Oscars vary in temperament as much as cats or dogs, so there is no definitive answer. Generally they are not aggressive and as long as there is no chance of eating their tank mates there is no problem.


----------



## hgi (Jun 13, 2010)

I agree, if the fish you want to put with the oscar will fit in its mouth then it's probably not a good choice. The oscar I had shared his 90g with 1 convict and 3 jewels and he was the boss of the tank.


----------



## eternity302 (Apr 22, 2010)

I have an oscar... it's been awhile.. he was in my 60 gallon long ago! Lived with a green terror for over a year.. one was 8" and the other was rougly 6"?
He snapped one day and ate him.. but he never ate the feeders I bought him.. wouldn't even hurt a guppy!
Gave it a few months and tried it with a severum rougly the same size.. perfectly fine.. still didn't wanna hurt a feeder goldfish.. came home one day.. found the tail of the severum sticking out of his mouth..!
And right now he resides with his new bestfriend a 2" convict... it's been 3 months... still nothing happening... but I'm guessing it's a matter of time!


----------



## Death's Sting (Apr 21, 2010)

don't buy anymore fish until u upgrade. otherwise, silver dollars make good tankmates. a 65 gallon is way too small for a O and GT.


----------



## bettyboop (Jun 4, 2010)

Hey, thanks for all the insights! I probably wont keep this oscar when he gets too big. I never even thought of silver dollars, I do like them, thanks deathsting.


----------



## Death's Sting (Apr 21, 2010)

bettyboop said:


> Hey, thanks for all the insights! I probably wont keep this oscar when he gets too big. I never even thought of silver dollars, I do like them, thanks deathsting.

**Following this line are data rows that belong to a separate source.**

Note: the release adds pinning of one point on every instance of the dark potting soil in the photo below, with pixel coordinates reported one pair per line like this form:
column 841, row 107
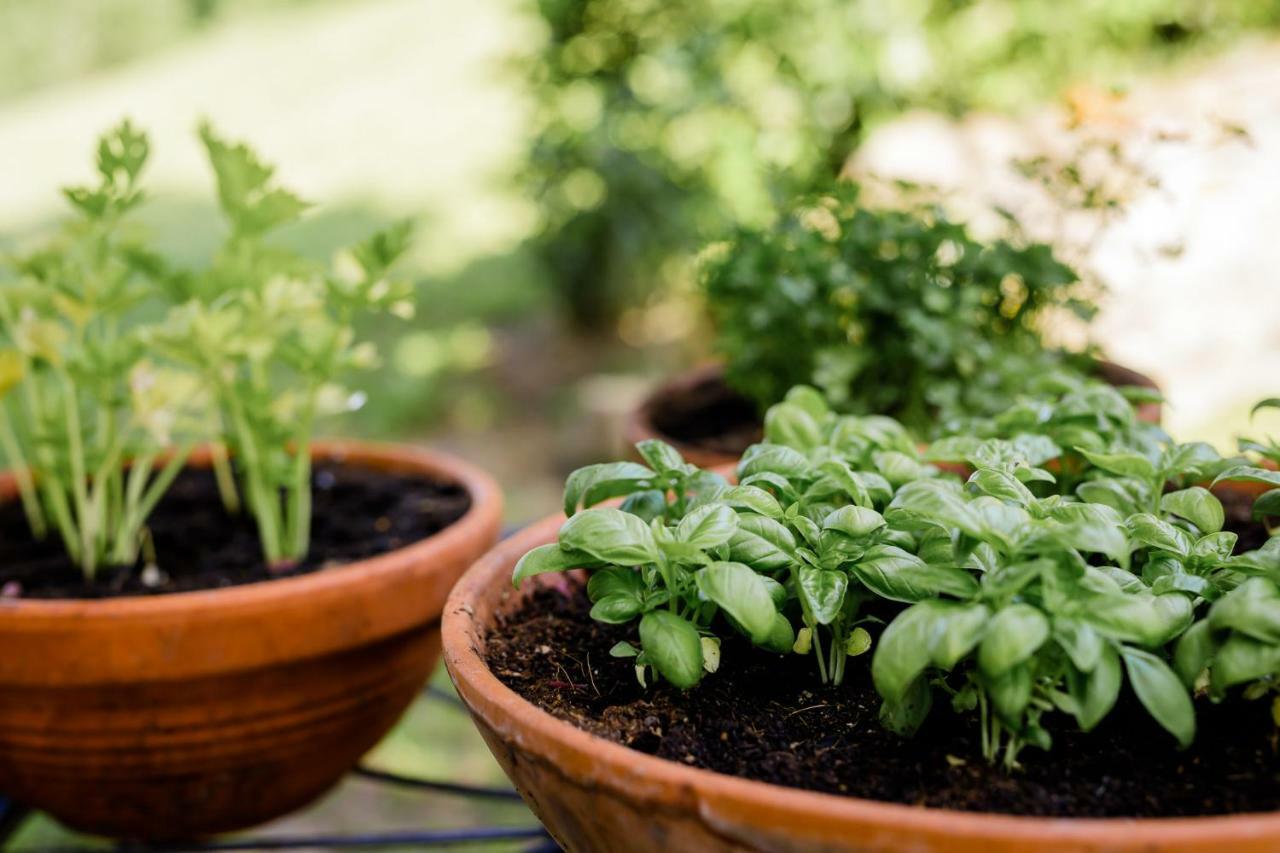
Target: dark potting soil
column 778, row 724
column 708, row 415
column 357, row 512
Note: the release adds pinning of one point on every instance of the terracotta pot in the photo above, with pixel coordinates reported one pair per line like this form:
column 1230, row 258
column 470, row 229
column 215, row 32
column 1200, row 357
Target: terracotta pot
column 700, row 395
column 176, row 716
column 593, row 794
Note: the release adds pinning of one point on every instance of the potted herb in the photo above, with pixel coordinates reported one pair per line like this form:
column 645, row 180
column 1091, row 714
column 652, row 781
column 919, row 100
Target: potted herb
column 805, row 657
column 206, row 615
column 888, row 311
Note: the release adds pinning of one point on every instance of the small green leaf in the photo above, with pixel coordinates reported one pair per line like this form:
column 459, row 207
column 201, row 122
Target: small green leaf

Ur welcome! thats what i keep with mine:


----------



## bettyboop (Jun 4, 2010)

He/she is very beautiful!! I really like Oscars.


----------



## TCR (Jul 13, 2010)

I used to have an oscar and 1 big gt and one small one and they seemed fine. Very messy fish tho


----------



## gimlid (Apr 23, 2010)

eternity302 said:


> I have an oscar... it's been awhile.. he was in my 60 gallon long ago! Lived with a green terror for over a year.. one was 8" and the other was rougly 6"?
> He snapped one day and ate him.. but he never ate the feeders I bought him.. wouldn't even hurt a guppy!
> Gave it a few months and tried it with a severum rougly the same size.. perfectly fine.. still didn't wanna hurt a feeder goldfish.. came home one day.. found the tail of the severum sticking out of his mouth..!
> And right now he resides with his new bestfriend a 2" convict... it's been 3 months... still nothing happening... but I'm guessing it's a matter of time!

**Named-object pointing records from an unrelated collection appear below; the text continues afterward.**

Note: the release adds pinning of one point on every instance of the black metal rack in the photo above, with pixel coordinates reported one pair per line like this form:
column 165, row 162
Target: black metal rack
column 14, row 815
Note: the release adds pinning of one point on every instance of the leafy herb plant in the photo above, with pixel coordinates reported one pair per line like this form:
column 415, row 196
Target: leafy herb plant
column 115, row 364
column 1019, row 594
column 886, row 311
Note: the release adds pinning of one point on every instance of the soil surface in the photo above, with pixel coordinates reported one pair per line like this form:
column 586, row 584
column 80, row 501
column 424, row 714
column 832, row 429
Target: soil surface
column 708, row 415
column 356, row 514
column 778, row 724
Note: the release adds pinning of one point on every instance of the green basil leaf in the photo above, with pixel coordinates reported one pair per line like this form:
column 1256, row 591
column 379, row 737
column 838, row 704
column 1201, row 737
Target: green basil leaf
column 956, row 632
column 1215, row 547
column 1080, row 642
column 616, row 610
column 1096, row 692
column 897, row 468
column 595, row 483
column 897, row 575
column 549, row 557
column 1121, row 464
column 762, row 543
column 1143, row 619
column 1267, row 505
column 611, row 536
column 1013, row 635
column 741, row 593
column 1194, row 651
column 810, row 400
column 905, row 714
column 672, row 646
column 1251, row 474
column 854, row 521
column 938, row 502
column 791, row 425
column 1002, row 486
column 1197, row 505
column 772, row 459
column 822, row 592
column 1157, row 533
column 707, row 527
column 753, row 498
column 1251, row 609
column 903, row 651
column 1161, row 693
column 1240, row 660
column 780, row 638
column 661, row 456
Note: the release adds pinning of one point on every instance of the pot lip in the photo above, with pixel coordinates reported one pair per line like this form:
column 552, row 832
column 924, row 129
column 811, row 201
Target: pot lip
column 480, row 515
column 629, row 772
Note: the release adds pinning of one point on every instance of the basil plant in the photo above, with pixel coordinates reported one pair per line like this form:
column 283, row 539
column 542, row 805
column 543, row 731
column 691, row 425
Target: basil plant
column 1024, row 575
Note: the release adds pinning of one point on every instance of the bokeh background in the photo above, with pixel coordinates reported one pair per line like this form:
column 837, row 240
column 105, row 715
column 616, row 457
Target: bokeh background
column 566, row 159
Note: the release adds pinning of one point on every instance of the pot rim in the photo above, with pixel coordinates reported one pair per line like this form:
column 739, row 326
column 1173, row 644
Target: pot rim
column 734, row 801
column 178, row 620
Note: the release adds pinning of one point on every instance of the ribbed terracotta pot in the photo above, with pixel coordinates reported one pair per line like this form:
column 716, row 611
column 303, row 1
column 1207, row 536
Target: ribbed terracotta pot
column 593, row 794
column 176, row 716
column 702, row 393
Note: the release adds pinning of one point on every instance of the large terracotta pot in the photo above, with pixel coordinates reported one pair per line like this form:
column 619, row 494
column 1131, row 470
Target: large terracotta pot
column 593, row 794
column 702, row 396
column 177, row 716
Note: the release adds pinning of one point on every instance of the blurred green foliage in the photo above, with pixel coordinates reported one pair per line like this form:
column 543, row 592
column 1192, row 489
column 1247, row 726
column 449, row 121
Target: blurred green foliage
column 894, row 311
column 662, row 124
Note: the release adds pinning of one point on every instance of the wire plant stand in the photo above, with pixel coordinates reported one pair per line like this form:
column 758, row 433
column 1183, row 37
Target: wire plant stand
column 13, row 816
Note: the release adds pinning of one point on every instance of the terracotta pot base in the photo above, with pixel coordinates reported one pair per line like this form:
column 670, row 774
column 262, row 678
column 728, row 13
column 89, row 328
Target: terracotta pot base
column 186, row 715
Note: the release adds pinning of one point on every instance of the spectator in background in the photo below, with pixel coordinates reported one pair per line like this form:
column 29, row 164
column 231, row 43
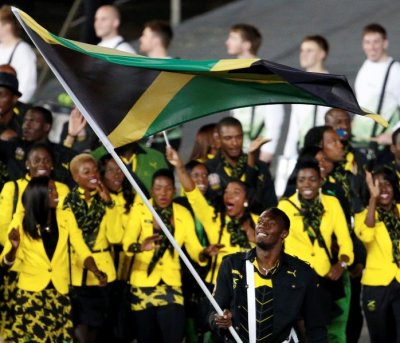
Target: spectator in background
column 313, row 53
column 154, row 42
column 10, row 117
column 106, row 23
column 206, row 143
column 377, row 88
column 258, row 121
column 35, row 129
column 17, row 53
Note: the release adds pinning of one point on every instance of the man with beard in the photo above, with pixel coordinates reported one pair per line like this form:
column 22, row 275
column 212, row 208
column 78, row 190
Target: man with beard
column 282, row 291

I have never seen an oscar bag a convict and have see many try. Maybe when they are still very young and small.


----------



## jay_leask (Apr 22, 2010)

i have a 8" O with a 4" or 5" green terror, clown loaches and alot of other fish. i have had good luck with most of the oscars i have kept. i have only had one that would absolutely would not let me put anything else in the tank with it and the already established tankmates. i put a 4" TSN in and thought it would be fine and as soon as it hit the water it was in its mouth.


----------



## eternity302 (Apr 22, 2010)

gimlid said:


> I have never seen an oscar bag a convict and have see many try. Maybe when they are still very young and small.


Well.. they've been together for a long time... i hope it stays that way!


----------